Gaspard Ulliel tot

Gaspard Ulliel in Hannibal Rising (2007) © MGM

Quelle: Deadline

Ein tragischer Tod hat die Filmwelt erschüttert. Der französische Schauspieler Gaspard Ulliel, dem internationalen Publikum vermutlich am besten als junger Hannibal Lecter aus dem Prequel Hannibal Rising – Wie alles begann bekannt, ist heute an den Folgen eines Skiunfalls gestorben. Bei einem Skiurlaub in französischen Alpen kollidierte Ulliel am Dienstag auf einer Pistenkreuzung mit einem anderen Skifahrer und erlitt dabei eine schwere Kopfverletzung. Er wurde mit einem Rettungshubschrauber in die Universitätsklinik von Grenoble geflogen, in die 2013 auch Michael Schumacher nach seinem Skiunfall eingeliefert wurde. Heute erlag Ulliel seiner Verletzung. Er war erst 37 Jahre alt.

Ulliels Karriere begann zunächst mit einer Reihe von TV-Filmen in den späten Neunzigern. Sein Kinodebüt feierte er im Fantasyfilm Pakt der Wölfe aus dem Jahr 2001, der auch jenseits von Frankeichs Grenzen großen Erfolg hatte. Ein Jahr später wurde er für seinen Auftritt in der romantischen Komödie Küss mich, wenn du willst erstmals für den César, den renommiertesten französischen Filmpreis, als vielversprechendster Newcomer nominiert. In beiden aufeinanderfolgenden Jahren wurde er wieder in dieser Kategorie nominiert, zunächst für Die Flüchtigen und dann für Jean-Pierre Jeunets Mathilde – Eine große Liebe, für den er den Preis dann auch endlich gewonnen hat.

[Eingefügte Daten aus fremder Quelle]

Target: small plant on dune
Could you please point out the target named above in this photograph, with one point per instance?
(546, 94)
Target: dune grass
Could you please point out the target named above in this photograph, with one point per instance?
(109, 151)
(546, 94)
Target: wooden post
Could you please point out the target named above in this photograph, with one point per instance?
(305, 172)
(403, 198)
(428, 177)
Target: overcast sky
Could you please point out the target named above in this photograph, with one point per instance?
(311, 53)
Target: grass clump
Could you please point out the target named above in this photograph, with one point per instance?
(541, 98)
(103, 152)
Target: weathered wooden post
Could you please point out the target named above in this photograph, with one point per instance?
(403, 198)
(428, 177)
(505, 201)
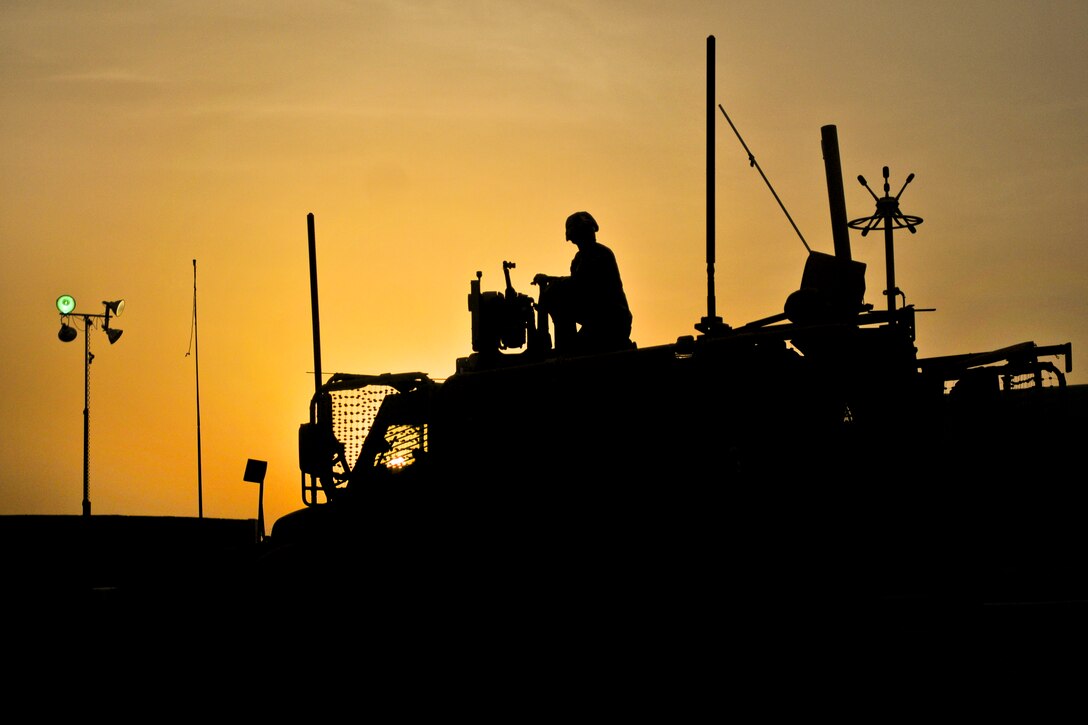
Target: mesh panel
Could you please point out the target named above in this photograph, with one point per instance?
(354, 412)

Unter der Regie von Gus Van Sant (Good Will Hunting) spielte Ulliel 2006 in einem Segment des Episodenfilms Paris, je t’aime mit. Im selben Jahr setzte er sich bei einem Casting gegen Mitbewerber wie Hugh Dancy, Hayden Christensen, Dominic Cooper, Rupert Friend und Tom Payne durch und wurde als Gourmet-Psychopath Hannibal Lecter in Peter Webbers Prequel Hannibal Rising besetzt. Der Film kam 2007 in die Kinos konnte aber weder in der Kritik noch an den Kinokassen mit den Vorgängern mit Anthony Hopkins mithalten. Dennoch hätte die Rolle Ulliel sicherlich Türen in Hollywood geöffnet, doch er zog es vor, dem französischen Kino treu zu bleiben, wo er sich als Charakterdarsteller etabliert und eine sehr vielseitige Filmografie aufgebaut hat. Im Crime-Thriller Inside Ring spielte er 2009 Jean Renos Filmsohn und 2010 war er unter der Regie des gefeierten Filmemachers Bertrand Tavernier im Historiendrama Die Prinzessin von Montpensier zu sehen.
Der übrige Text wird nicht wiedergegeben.